- Born: Margaret C. McEntee July 10, 1935 (age 90) New York City, New York, US
- Occupations: Religious sister, teacher

= Margaret McEntee =

American Catholic nun and educator

Margaret C. McEntee SR. SC., also known by her confirmation name Marita James, (born July 10, 1935) is an American Catholic religious sister and educator who is known as being the inspiration for the character of Sister James in the Pulitzer Prize and Tony Award-winning play Doubt: A Parable by John Patrick Shanley. The 2008 film adaptation is dedicated to her.

==Biography==
Sister James was born and raised in the Riverdale neighborhood of the Bronx, in New York City and is of Irish Catholic ancestry, the daughter of Margaret (née Ware) and James McEntee. She attended St. Margaret of Cortona School in Riverdale. She took the name of Marita James for her confirmation name. Later in her career it became acceptable for nuns to use their baptismal name, so she reverted to using the name Sister Margaret. She first taught school at St. Anthony's School in the Bronx.

She felt compelled to join the sisters at a young age, and after graduating high school she joined the Sisters of Charity of New York at age 18 in 1953. She became an educator at age 21. One of her students was the playwright John Patrick Shanley, who has stated in interviews that Sister James was a major influence in his life.

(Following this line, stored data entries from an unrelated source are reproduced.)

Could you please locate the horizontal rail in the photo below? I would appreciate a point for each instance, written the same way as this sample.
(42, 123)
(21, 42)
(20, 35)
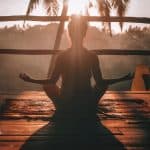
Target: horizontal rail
(52, 52)
(90, 18)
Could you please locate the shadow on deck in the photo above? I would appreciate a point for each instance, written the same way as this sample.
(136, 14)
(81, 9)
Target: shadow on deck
(123, 123)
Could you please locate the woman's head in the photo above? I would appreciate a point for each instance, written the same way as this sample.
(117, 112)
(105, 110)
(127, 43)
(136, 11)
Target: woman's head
(77, 27)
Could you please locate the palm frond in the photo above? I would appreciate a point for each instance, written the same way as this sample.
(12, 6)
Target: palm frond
(32, 5)
(105, 7)
(50, 5)
(120, 6)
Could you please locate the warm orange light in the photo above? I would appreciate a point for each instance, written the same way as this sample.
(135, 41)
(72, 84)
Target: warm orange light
(77, 7)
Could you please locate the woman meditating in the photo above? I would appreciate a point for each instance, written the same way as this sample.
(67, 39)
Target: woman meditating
(76, 66)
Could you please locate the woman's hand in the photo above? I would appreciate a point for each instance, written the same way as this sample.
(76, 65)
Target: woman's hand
(25, 77)
(129, 76)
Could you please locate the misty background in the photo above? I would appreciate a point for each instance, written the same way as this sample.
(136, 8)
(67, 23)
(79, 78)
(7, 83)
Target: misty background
(43, 37)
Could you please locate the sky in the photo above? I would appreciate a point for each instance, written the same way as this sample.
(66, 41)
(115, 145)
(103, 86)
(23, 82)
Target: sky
(136, 8)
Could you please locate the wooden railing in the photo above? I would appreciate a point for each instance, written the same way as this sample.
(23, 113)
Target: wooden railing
(52, 52)
(60, 18)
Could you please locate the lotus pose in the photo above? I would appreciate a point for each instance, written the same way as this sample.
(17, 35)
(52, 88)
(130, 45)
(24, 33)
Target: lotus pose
(76, 66)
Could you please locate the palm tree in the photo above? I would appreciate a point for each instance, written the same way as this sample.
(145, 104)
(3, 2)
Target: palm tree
(104, 6)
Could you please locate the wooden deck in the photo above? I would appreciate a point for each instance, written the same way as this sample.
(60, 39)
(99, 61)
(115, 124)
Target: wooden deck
(25, 122)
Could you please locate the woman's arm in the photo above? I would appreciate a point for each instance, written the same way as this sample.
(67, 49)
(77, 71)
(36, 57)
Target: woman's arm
(53, 79)
(129, 76)
(100, 81)
(27, 78)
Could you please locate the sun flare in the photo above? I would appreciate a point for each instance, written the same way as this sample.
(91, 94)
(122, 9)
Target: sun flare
(77, 7)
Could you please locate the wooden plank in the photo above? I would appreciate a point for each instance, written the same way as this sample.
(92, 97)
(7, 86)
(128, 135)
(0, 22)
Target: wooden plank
(124, 52)
(90, 18)
(138, 83)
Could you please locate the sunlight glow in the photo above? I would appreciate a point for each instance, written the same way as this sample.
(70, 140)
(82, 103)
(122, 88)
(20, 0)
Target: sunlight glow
(78, 7)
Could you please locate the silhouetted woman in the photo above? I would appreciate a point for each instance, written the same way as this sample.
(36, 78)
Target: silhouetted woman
(76, 66)
(76, 100)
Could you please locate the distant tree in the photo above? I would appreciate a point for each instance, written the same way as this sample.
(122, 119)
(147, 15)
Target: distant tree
(104, 6)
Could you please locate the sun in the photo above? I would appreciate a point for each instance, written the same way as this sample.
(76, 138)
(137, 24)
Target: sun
(77, 7)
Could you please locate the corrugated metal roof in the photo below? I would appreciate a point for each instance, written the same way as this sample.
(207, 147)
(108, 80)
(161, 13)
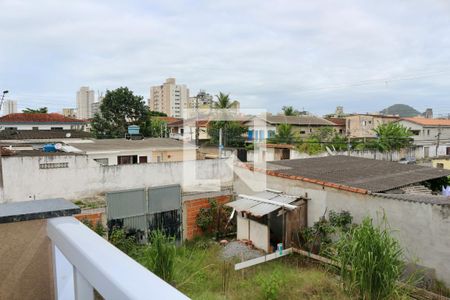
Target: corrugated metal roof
(259, 209)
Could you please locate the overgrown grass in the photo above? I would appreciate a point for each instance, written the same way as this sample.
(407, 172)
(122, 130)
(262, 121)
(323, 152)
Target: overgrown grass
(199, 273)
(371, 262)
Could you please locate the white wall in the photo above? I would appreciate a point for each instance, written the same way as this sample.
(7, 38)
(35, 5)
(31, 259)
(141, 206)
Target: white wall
(24, 180)
(253, 231)
(422, 229)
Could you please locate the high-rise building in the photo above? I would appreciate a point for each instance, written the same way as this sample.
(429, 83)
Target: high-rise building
(169, 98)
(9, 107)
(85, 98)
(69, 112)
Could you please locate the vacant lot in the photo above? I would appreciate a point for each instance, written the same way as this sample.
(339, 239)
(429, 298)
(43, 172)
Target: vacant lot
(201, 273)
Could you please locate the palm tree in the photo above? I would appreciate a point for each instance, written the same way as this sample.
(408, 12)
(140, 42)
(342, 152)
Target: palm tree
(284, 135)
(289, 111)
(224, 102)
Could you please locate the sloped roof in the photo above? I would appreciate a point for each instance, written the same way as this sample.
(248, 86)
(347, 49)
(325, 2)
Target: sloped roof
(42, 134)
(258, 208)
(353, 173)
(428, 122)
(38, 118)
(303, 120)
(123, 144)
(337, 121)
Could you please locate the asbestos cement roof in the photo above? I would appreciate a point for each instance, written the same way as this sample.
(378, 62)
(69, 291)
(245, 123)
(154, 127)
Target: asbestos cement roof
(257, 208)
(366, 174)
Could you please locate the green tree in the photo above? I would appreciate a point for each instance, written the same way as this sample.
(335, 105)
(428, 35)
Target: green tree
(393, 137)
(289, 111)
(119, 109)
(41, 110)
(283, 135)
(224, 101)
(155, 127)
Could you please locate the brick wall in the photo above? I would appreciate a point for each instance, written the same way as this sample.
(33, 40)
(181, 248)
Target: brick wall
(92, 217)
(192, 208)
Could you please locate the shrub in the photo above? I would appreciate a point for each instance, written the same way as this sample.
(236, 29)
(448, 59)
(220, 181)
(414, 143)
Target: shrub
(370, 261)
(159, 256)
(271, 285)
(121, 240)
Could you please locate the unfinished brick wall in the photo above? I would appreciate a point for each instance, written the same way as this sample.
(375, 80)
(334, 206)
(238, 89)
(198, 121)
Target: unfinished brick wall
(192, 208)
(92, 217)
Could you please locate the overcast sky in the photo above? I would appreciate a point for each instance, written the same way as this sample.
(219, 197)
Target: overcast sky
(364, 55)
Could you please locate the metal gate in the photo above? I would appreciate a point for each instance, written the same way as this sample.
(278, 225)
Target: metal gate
(143, 210)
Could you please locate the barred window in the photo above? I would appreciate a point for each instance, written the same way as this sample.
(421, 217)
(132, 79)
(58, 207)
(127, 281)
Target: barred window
(53, 165)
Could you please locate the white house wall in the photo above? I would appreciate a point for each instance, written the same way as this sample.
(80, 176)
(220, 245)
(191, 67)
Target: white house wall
(23, 179)
(422, 229)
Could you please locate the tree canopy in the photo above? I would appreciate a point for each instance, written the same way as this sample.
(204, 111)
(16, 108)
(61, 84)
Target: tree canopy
(41, 110)
(119, 109)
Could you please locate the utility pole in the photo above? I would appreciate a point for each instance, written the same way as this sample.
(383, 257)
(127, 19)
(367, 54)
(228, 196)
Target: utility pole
(3, 98)
(220, 143)
(438, 136)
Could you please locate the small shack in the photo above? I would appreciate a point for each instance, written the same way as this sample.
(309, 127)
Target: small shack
(269, 218)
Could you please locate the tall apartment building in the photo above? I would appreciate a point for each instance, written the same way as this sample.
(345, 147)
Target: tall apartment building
(169, 98)
(85, 98)
(69, 112)
(9, 107)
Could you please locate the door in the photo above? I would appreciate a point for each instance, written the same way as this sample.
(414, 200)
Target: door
(426, 152)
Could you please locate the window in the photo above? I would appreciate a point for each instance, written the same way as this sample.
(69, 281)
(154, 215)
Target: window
(102, 161)
(53, 165)
(127, 159)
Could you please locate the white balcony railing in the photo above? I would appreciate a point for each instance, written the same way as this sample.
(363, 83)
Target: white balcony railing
(83, 261)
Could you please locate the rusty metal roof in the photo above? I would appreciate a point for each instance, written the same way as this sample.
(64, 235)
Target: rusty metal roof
(257, 208)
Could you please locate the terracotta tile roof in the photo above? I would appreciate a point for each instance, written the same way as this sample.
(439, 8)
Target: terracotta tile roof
(304, 120)
(355, 174)
(428, 122)
(337, 121)
(38, 118)
(42, 134)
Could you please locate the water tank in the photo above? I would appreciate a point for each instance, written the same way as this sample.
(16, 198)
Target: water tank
(49, 148)
(133, 129)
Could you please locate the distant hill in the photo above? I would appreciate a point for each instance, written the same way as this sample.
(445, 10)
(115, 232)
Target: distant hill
(402, 110)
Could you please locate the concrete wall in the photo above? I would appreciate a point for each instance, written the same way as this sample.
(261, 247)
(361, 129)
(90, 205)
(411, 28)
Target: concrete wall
(422, 229)
(253, 231)
(26, 265)
(24, 180)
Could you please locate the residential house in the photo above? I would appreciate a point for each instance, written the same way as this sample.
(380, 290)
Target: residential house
(340, 124)
(122, 151)
(431, 136)
(261, 128)
(363, 125)
(186, 129)
(366, 187)
(40, 121)
(47, 253)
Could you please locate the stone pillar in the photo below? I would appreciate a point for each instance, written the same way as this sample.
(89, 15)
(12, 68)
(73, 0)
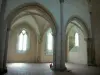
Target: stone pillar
(59, 52)
(2, 33)
(90, 51)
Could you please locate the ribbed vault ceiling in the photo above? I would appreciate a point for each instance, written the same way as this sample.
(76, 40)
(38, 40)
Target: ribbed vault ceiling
(34, 19)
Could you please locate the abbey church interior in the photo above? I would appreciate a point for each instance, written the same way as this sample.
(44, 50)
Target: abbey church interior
(49, 37)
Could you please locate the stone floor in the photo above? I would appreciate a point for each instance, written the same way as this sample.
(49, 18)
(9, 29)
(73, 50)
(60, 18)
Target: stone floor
(43, 69)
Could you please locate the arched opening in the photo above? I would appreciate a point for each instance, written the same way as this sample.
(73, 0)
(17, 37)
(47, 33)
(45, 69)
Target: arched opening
(76, 41)
(27, 26)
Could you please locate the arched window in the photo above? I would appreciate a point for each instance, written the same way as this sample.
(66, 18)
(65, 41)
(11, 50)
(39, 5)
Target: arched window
(49, 42)
(22, 41)
(76, 39)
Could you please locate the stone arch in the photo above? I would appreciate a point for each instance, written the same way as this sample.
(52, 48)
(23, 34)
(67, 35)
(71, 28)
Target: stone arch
(48, 15)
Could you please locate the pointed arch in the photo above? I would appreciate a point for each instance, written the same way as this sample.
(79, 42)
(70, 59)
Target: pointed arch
(48, 15)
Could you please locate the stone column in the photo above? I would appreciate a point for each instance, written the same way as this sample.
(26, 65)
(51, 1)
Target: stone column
(2, 33)
(91, 52)
(59, 52)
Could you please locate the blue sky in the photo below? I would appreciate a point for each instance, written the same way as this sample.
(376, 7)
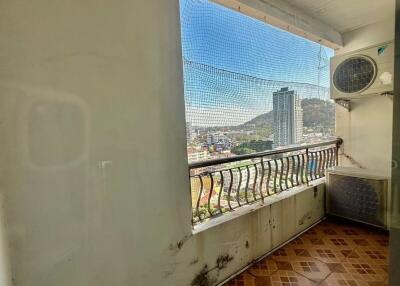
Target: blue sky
(234, 63)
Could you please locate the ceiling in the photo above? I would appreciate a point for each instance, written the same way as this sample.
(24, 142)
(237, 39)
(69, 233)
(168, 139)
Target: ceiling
(346, 15)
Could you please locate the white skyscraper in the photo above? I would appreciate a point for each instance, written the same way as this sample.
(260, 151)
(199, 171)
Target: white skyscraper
(190, 134)
(288, 117)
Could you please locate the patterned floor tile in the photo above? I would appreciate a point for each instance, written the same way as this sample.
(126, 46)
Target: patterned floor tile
(311, 268)
(265, 267)
(290, 253)
(289, 278)
(346, 279)
(330, 254)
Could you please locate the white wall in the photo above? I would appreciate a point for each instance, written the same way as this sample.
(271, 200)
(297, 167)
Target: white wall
(93, 166)
(367, 129)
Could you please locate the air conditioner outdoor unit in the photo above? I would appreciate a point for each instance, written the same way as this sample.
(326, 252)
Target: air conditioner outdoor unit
(358, 195)
(364, 72)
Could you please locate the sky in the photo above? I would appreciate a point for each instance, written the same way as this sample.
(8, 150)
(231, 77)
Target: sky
(233, 63)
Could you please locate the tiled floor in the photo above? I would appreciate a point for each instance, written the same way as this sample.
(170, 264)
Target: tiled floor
(332, 253)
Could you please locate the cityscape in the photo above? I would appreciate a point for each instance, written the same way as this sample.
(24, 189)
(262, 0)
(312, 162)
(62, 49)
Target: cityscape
(292, 121)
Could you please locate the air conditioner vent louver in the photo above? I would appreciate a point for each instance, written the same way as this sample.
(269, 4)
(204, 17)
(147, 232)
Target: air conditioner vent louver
(354, 74)
(362, 73)
(357, 197)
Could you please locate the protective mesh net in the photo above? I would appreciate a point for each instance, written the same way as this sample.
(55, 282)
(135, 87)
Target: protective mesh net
(232, 66)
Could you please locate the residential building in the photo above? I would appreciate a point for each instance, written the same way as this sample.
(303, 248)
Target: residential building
(288, 117)
(190, 133)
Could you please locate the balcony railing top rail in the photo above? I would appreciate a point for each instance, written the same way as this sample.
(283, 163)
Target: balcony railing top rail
(223, 185)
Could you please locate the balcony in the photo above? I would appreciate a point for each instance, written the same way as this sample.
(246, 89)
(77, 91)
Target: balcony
(283, 192)
(332, 253)
(221, 186)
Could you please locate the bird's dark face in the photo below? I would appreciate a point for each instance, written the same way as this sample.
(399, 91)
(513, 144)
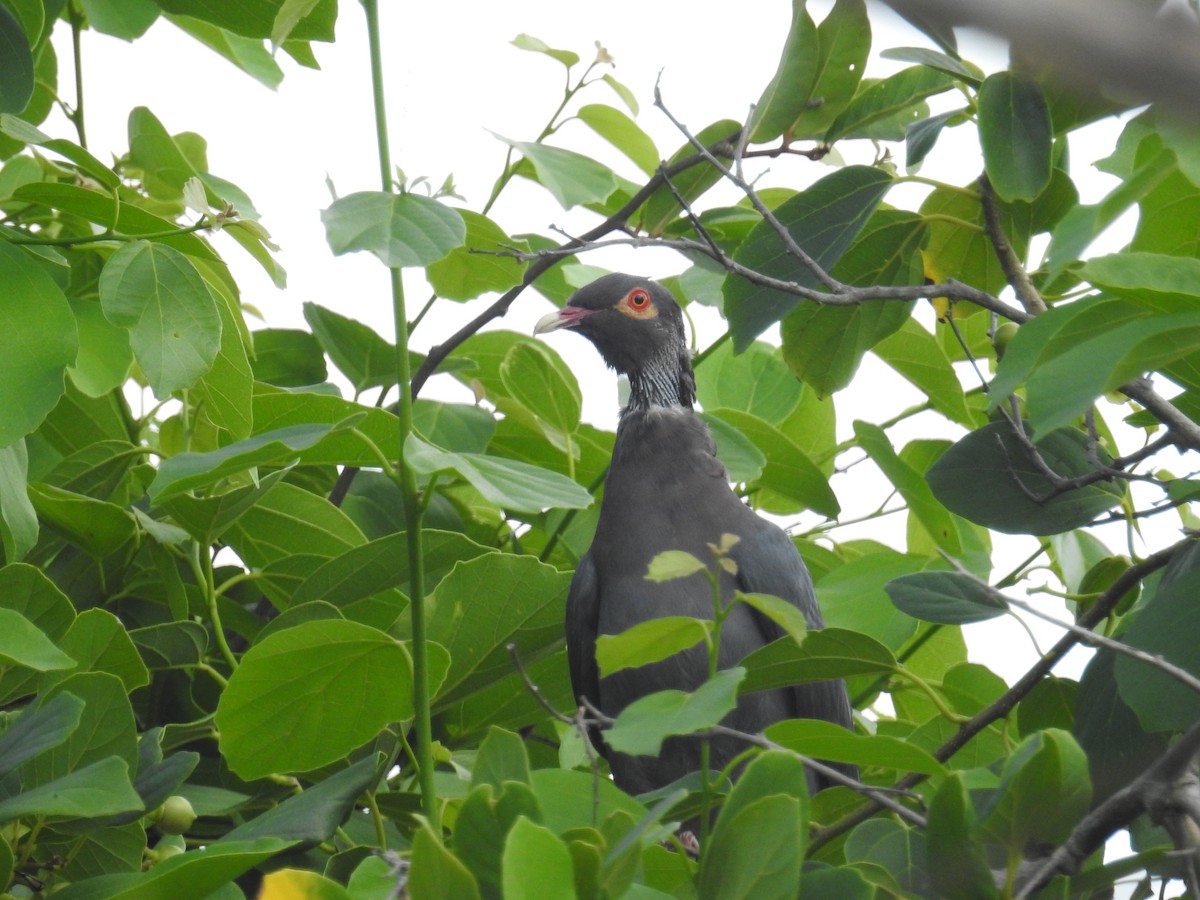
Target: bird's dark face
(631, 321)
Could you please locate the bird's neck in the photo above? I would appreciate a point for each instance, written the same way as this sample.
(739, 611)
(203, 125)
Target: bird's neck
(665, 382)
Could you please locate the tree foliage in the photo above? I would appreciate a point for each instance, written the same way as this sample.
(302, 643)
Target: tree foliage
(273, 637)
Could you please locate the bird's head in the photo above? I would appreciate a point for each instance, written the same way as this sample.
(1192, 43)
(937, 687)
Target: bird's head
(637, 327)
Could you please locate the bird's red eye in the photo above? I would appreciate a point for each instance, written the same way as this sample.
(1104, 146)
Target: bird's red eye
(639, 299)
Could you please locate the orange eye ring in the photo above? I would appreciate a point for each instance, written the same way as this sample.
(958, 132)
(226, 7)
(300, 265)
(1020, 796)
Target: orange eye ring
(639, 299)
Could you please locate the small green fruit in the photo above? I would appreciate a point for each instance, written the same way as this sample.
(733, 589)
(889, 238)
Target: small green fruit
(177, 815)
(1003, 335)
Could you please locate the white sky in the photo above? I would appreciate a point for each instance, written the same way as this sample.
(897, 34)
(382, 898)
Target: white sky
(451, 76)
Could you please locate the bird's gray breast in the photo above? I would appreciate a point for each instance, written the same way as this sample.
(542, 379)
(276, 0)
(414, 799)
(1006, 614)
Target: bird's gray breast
(665, 491)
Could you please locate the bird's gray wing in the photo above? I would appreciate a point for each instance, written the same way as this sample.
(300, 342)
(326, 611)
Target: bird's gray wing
(768, 563)
(582, 616)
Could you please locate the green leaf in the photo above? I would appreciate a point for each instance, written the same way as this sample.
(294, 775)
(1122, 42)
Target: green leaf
(1066, 387)
(105, 354)
(226, 390)
(661, 208)
(436, 871)
(648, 642)
(625, 94)
(171, 645)
(96, 527)
(99, 642)
(1144, 276)
(790, 475)
(16, 64)
(256, 18)
(921, 137)
(502, 757)
(30, 593)
(957, 864)
(550, 395)
(358, 351)
(126, 19)
(825, 741)
(882, 102)
(303, 882)
(1159, 701)
(27, 133)
(784, 613)
(672, 564)
(174, 327)
(196, 873)
(304, 675)
(186, 472)
(537, 865)
(37, 342)
(953, 66)
(22, 643)
(645, 724)
(946, 598)
(988, 478)
(823, 220)
(528, 42)
(755, 382)
(893, 847)
(507, 483)
(165, 167)
(247, 54)
(475, 267)
(923, 502)
(623, 133)
(1044, 790)
(287, 521)
(100, 208)
(37, 729)
(1015, 133)
(288, 358)
(382, 565)
(18, 519)
(571, 178)
(826, 653)
(817, 73)
(487, 603)
(759, 852)
(918, 357)
(401, 229)
(312, 815)
(101, 789)
(965, 253)
(107, 729)
(852, 595)
(823, 345)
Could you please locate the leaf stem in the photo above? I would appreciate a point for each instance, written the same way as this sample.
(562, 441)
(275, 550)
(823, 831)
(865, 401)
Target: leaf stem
(407, 478)
(76, 115)
(202, 565)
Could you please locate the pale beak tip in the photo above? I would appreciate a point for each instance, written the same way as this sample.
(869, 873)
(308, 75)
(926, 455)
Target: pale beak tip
(550, 322)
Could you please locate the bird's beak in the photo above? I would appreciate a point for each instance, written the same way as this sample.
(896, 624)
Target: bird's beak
(567, 317)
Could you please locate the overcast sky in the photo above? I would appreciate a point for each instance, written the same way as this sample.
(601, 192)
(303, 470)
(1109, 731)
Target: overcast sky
(453, 77)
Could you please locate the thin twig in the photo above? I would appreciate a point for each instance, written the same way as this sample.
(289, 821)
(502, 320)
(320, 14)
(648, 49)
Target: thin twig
(780, 229)
(1005, 705)
(1014, 271)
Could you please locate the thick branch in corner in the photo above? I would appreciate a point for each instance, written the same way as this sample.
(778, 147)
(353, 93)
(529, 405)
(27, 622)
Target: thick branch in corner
(1005, 705)
(1150, 792)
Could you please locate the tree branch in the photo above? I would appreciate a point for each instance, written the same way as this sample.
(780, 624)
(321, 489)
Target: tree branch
(1008, 701)
(1150, 792)
(1014, 271)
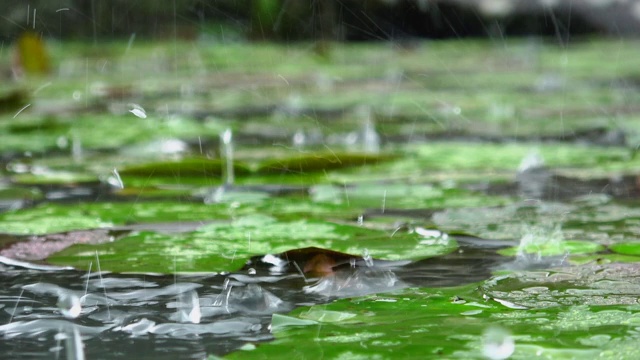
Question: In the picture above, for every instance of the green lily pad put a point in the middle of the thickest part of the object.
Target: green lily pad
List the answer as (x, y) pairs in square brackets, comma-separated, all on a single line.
[(553, 248), (52, 218), (397, 195), (226, 246), (314, 162)]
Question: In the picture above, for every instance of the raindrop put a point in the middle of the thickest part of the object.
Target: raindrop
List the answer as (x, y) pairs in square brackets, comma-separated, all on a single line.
[(368, 260), (69, 305), (189, 307), (497, 343), (299, 139), (116, 180), (138, 111), (76, 148)]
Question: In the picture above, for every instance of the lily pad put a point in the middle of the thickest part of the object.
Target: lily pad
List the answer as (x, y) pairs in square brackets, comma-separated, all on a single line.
[(626, 248), (227, 246), (551, 248)]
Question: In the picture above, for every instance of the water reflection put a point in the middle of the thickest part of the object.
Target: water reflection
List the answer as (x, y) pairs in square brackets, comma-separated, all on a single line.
[(192, 316)]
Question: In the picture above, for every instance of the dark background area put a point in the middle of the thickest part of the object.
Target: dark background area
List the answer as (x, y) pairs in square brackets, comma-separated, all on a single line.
[(292, 20)]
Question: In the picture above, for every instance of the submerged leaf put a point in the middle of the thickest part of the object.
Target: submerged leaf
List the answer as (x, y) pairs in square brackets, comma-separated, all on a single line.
[(227, 246)]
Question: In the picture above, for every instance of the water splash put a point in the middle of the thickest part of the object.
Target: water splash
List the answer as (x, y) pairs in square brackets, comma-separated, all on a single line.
[(535, 242), (188, 306)]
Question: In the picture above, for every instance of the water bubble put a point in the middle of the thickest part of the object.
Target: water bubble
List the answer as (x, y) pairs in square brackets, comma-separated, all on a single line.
[(189, 307), (138, 111), (299, 139), (368, 260), (370, 138), (533, 160), (497, 343)]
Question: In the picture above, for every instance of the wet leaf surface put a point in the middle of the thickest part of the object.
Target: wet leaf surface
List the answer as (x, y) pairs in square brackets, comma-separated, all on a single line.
[(352, 173)]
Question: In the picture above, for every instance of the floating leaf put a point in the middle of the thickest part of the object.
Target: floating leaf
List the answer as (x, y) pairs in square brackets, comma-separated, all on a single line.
[(188, 167), (552, 248), (314, 162), (227, 246)]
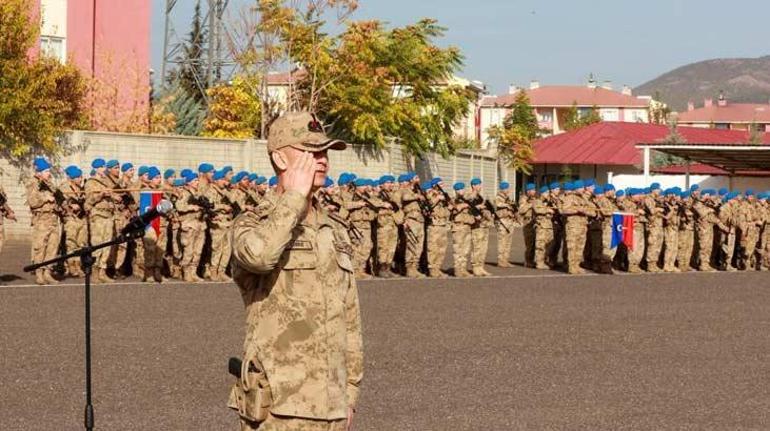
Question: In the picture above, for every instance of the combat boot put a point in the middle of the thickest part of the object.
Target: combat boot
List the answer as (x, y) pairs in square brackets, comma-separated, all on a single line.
[(40, 278), (48, 276), (157, 275), (101, 276), (479, 271)]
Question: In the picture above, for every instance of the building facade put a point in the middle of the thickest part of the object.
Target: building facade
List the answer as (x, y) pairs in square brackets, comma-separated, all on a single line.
[(552, 104), (726, 116)]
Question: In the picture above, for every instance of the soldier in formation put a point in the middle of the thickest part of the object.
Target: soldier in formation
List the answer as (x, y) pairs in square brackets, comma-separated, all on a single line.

She has taught at many religious institutions in the Bronx, including principal at St. Barnabas High School, where she was inducted into the school's Hall of Fame in 2013. She has taught religion at the Notre Dame School, St. Raymond Academy, and the College of Mount Saint Vincent.

Through her work with the Sisters of Charity, she has been involved with many community service projects for the Bronx community. Outside of the Bronx, she served as the Assistant Principal at St. Augustine's College in Nassau, Bahamas, and also taught in Pennsylvania.

==Portrayal in media==
When Doubt was preparing to open on the Broadway stage, she coached actress Heather Goldenhersh on how to play the role of a nun based on herself. Goldenhersh was nominated for the Tony Award for Best Featured Actress in a Play for her portrayal.

McEntee was hired to serve as technical advisor for the 2008 film version of Doubt. She coached the production team as well as actress Amy Adams, who was portraying her, in how things worked within the Sisters of Charity, in particular at the time the story is set in the 1960s. Adams was nominated for the Academy Award for Best Supporting Actress for her portrayal.

While the character Sister James is based on McEntee, the characters Father Flynn and Sister Aloysius, along with the story of abuse within the school where she taught, are entirely fictional and created by Shanley for dramatic purposes. McEntee has attended regional productions of Doubt as a special guest and mentor for the production.